27 November 2009

The curious drop

Take a break from all the kerfuffle in the universe and take a look at some interesting statistics on two local media websites that anyone can find using Google trends.

These are 2008 daily unique visitor figures for vocm.com and thetelegram.com.

locals2008 

These are the 2009 figures for the same sites.

locals2009 Now if you can’t quite pick out those numbers, be assured that they have dropped. The Telly website has dropped from an average of over 3,000 unique visitors per day to something around 2,000 by rough estimate while at VOCM, the daily traffic has dropped by about half.  It’s gone from over 6,000 unique visitors per day to as few as 3,000 in early October.

For those who don’t know, the Telly is the province’s major daily newspaper.  VOCM is the flagship of Steele Communications.  The company is the province-wide commercial radio entity, operating both AM and FM outlets across the province.

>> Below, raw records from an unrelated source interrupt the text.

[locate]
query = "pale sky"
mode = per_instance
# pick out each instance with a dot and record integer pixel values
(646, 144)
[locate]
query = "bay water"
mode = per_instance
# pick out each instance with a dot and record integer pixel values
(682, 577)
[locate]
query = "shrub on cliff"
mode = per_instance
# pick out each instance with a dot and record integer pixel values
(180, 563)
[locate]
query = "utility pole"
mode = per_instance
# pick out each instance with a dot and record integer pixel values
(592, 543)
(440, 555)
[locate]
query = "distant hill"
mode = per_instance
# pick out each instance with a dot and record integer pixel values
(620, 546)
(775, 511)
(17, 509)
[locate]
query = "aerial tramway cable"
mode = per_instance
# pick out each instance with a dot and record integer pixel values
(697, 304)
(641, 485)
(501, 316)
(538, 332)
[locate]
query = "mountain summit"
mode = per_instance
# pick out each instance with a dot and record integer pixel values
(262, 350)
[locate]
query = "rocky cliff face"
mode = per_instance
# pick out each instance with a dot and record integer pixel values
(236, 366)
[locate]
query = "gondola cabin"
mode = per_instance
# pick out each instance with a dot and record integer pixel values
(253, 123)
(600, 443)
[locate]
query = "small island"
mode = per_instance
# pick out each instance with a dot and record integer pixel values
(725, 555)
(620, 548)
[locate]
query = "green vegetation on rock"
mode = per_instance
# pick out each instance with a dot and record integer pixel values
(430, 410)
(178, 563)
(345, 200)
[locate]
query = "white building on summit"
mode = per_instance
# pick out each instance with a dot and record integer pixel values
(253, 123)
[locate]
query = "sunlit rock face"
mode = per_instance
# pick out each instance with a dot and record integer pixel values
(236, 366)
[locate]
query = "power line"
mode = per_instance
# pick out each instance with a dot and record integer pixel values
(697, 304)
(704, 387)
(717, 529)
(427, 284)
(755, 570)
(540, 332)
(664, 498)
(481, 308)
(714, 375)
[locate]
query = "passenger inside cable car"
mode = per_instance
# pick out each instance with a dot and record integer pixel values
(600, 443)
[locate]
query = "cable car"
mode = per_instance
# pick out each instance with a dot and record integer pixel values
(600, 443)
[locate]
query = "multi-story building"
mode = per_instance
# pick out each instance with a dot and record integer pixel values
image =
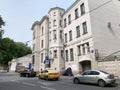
(91, 30)
(86, 32)
(40, 43)
(56, 38)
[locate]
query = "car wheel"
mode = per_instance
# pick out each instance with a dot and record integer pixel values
(46, 78)
(76, 81)
(20, 75)
(56, 79)
(101, 83)
(39, 77)
(27, 75)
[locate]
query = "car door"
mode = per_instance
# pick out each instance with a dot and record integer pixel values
(85, 77)
(94, 75)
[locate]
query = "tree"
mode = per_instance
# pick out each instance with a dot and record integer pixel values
(2, 23)
(11, 49)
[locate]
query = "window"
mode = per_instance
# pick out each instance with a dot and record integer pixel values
(60, 23)
(41, 57)
(79, 50)
(70, 35)
(49, 35)
(78, 31)
(62, 54)
(33, 47)
(82, 7)
(61, 32)
(88, 48)
(84, 28)
(65, 23)
(33, 34)
(66, 54)
(49, 24)
(66, 38)
(54, 23)
(42, 30)
(69, 19)
(54, 13)
(42, 44)
(83, 48)
(54, 35)
(71, 54)
(76, 13)
(55, 53)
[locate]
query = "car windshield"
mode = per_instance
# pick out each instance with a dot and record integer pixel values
(104, 72)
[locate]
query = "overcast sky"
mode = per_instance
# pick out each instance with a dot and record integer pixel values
(19, 15)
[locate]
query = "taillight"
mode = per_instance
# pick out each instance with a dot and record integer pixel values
(111, 76)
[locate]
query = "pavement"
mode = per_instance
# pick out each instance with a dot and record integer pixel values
(71, 77)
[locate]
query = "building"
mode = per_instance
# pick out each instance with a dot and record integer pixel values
(21, 63)
(91, 28)
(81, 36)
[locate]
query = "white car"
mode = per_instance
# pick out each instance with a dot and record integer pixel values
(94, 77)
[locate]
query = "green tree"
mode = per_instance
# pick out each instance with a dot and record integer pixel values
(10, 49)
(2, 23)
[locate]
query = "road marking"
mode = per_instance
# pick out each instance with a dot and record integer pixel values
(28, 84)
(47, 88)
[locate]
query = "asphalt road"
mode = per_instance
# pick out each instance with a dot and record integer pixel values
(14, 82)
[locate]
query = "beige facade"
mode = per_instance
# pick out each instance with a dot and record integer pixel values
(86, 32)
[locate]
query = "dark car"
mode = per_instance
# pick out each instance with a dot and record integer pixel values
(28, 73)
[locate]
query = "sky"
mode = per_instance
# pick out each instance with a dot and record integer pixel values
(19, 15)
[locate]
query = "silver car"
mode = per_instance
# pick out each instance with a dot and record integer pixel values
(94, 77)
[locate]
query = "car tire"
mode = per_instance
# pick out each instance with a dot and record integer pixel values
(76, 81)
(101, 83)
(20, 75)
(46, 77)
(39, 77)
(26, 75)
(56, 79)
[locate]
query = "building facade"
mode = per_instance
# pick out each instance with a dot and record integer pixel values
(79, 37)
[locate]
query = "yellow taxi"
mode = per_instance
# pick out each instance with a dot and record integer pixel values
(49, 74)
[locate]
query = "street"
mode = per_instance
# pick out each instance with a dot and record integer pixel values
(10, 81)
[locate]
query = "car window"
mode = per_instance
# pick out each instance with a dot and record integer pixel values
(94, 73)
(86, 73)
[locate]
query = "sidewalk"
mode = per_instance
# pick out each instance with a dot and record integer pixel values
(71, 77)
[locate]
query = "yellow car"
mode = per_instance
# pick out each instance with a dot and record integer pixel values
(49, 74)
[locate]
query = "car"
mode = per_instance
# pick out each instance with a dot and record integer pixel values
(99, 77)
(49, 74)
(28, 73)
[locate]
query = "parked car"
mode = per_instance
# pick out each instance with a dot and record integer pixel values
(28, 73)
(49, 74)
(95, 77)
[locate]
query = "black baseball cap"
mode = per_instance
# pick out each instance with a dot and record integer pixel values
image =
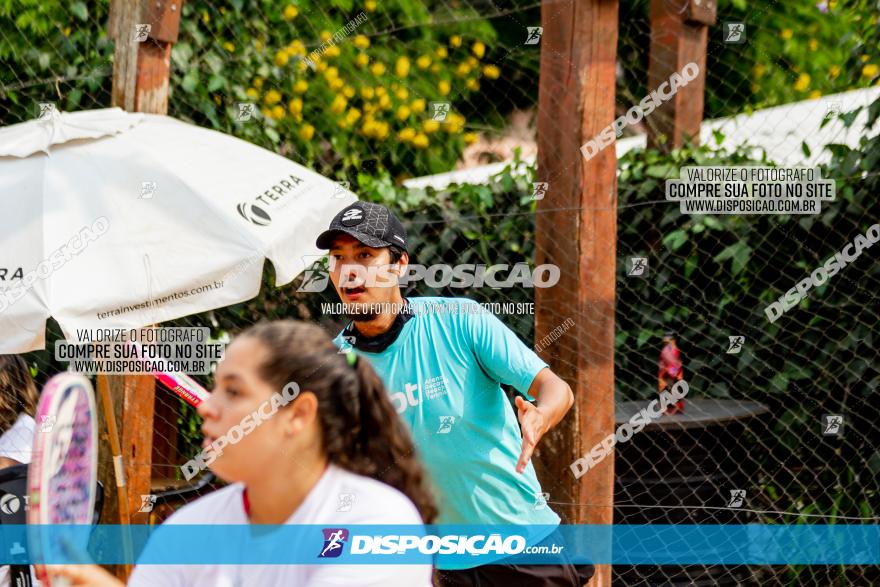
(372, 224)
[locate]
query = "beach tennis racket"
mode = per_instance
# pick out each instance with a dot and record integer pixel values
(63, 471)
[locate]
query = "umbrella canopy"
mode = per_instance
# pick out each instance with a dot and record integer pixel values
(118, 220)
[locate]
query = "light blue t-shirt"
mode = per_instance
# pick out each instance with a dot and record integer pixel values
(443, 375)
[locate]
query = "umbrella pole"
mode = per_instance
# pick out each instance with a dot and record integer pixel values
(118, 468)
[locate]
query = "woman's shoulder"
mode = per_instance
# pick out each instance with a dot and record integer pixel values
(223, 506)
(370, 501)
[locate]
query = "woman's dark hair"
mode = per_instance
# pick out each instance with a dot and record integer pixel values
(361, 430)
(18, 392)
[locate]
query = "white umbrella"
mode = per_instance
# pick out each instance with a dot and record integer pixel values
(118, 220)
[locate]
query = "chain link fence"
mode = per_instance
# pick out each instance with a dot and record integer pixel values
(780, 424)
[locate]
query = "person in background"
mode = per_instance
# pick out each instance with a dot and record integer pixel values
(443, 360)
(18, 402)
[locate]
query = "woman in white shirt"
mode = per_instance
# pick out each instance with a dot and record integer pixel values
(339, 436)
(18, 402)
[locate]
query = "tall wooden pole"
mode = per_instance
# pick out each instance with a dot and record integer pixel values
(576, 229)
(143, 31)
(679, 35)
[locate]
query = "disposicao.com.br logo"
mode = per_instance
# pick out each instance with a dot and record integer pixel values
(394, 544)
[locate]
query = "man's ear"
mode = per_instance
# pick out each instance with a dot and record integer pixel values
(402, 264)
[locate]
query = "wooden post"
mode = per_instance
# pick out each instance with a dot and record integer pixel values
(142, 62)
(679, 35)
(576, 229)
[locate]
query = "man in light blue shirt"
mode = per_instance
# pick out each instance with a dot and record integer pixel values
(443, 361)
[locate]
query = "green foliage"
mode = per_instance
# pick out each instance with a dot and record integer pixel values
(364, 104)
(793, 51)
(72, 47)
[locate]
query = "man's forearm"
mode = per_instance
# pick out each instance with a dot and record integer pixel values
(553, 395)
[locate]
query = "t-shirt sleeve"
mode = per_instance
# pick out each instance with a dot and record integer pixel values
(500, 352)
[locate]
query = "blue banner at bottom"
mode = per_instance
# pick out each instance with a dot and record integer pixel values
(449, 546)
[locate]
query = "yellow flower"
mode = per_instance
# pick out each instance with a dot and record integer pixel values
(491, 71)
(382, 130)
(353, 115)
(307, 131)
(272, 97)
(338, 105)
(421, 141)
(296, 47)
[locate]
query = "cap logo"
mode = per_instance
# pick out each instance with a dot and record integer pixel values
(352, 216)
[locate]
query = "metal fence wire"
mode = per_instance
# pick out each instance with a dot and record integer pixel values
(781, 420)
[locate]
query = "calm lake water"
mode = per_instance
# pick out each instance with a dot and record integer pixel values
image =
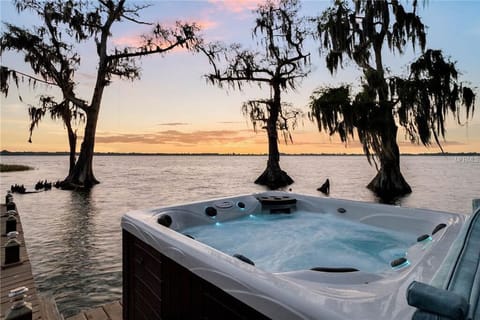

Now without access to listener data for VOCM or more current daily subscription data for the Telegram, it’s hard to know if this is unique or part of an overall pattern of decline in audience. 

In 2008, the Telly was showing about 22,000 paid subscribers each the weekday and 41,000 for the Saturday edition. The company axed its Sunday edition in 2008 and at the time of its demise, the Sunday paper was pulling no more readers than the weekday editions.  That may have boosted the Saturday numbers somewhat subsequently but it would still be a far cry from the 60-odd thousand and more the Telly used to print a decade and more ago.

Things are not any better at the Mother Corp.  The figures below are for the main cbc.ca site, not the local version, but the numbers are not encouraging either.

ceeb08At the national level, the mighty Ceeb is having a bit of a problem of its own.  It’s online audience has fallen from somewhere around 150, 000 uniques a day down half that much or less in 2009 (below.   ceeb09

Now there’s no big analysis here.  This is just one of those things your humble e-scribbler noticed in passing and then filed away to think about. That’s the way online writing actually happens:  it’s a work in progress and many times thinking evolves over time.  If it really works people can bring ideas to the table, and in the mix of discussion new ideas emerge.

That’s really one of the big strengths that online writing on current affairs has over all traditional media.  It really can become much more of a collaborative experience or a shared experience of discovery and understanding. 

Maybe that’s where this will lead, to an examination of the local media websites and the impact online writing has had on some aspects of local news media.  Maybe it will lead somewhere else.

In any event,  this is some of the curious information that sometimes pops up.  What it means will be something for another day.